On Juneteenth, Let's Talk About Righting Historical Wrongs

On Juneteenth, we celebrate the day that enslaved Black Americans in Texas were made aware of their freedom. 

Enslaved people in the Confederate States, which included Texas, had been freed by the Emancipation Proclamation in 1863. That was two-and-a-half years before Juneteenth.

But, it was not until Union generals arrived in Galveston, Texas– two months after the end of the Civil War–- that enslaved people were informed of their freedom. It is this day in history, June 19, 1865, that we commemorate on the Juneteenth National Holiday.

At this moment in history, we are privileged to have not only a full awareness of our freedom, but the ability to act on that freedom in ways both big and small–from gathering in celebration of this holiday to peacefully protesting in defense of civil rights.
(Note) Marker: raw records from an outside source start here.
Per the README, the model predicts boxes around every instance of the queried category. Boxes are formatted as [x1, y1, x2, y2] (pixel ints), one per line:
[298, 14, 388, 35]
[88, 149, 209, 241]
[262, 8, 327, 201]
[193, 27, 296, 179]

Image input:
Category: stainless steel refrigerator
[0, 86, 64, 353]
As the 18th Secretary of the Department of Housing and Urban Development (HUD), I am committed to actively advancing equity in all that our agency does. By intentionally focusing our efforts on leveling the playing field and giving everyone a fair shot, we can ensure that this country lives up to its ideals.

One important way we are using our power to advance equity is through the federal procurement process.

The federal government is the world’s largest consumer of goods, and federal procurement is one of the most powerful tools we have to address systemic inequity. Yet, only a small fraction of federal agencies’ total contracting dollars has historically gone to Black, Brown, and other disadvantaged businesses. 

It is imperative that we work to right historical wrongs and advance racial equity. 

Last year, President Joe Biden made a promise to leverage the federal government’s purchasing power to drive $100 billion to small and disadvantaged businesses. In alignment with the President’s call, I have directed my team at HUD to increase the share of contracts going to small-disadvantaged businesses.

This will translate to millions of dollars spent with Black-and-Brown entrepreneurs. This is money that will flow into the same communities HUD serves.

This historic shift equips businesses with the ability to hire more people, expand their impact, and ultimately, help narrow the racial wealth gap in this country. 

Further, we are actively engaging with small and disadvantaged business owners to demystify the federal procurement process and increase access to federal contracting dollars.

We are facing myriad crises in this country: from inflation and supply shortages, hatred and gun violence, to homelessness and housing unaffordability. But the problems we are facing are not unsolvable. And leaders in the Biden-Harris administration are addressing them with resolve, creativity, and thoughtfulness.

We cannot do this alone.

My challenge for you this Juneteenth is to be active in your freedom. It will take active freedom to root out inequity. It will take active freedom to ensure more Americans have a safe and stable place to call home.

If we commit to being active in our freedom, I know that we can work to guarantee true liberty and justice for all who call this nation home.

Be actively free.

Secretary Marcia L. Fudge is the 18th Secretary of the U.S. Department of Housing and Urban Development. Throughout her career, Secretary Fudge has worked to help low-income families, seniors, and communities across the country.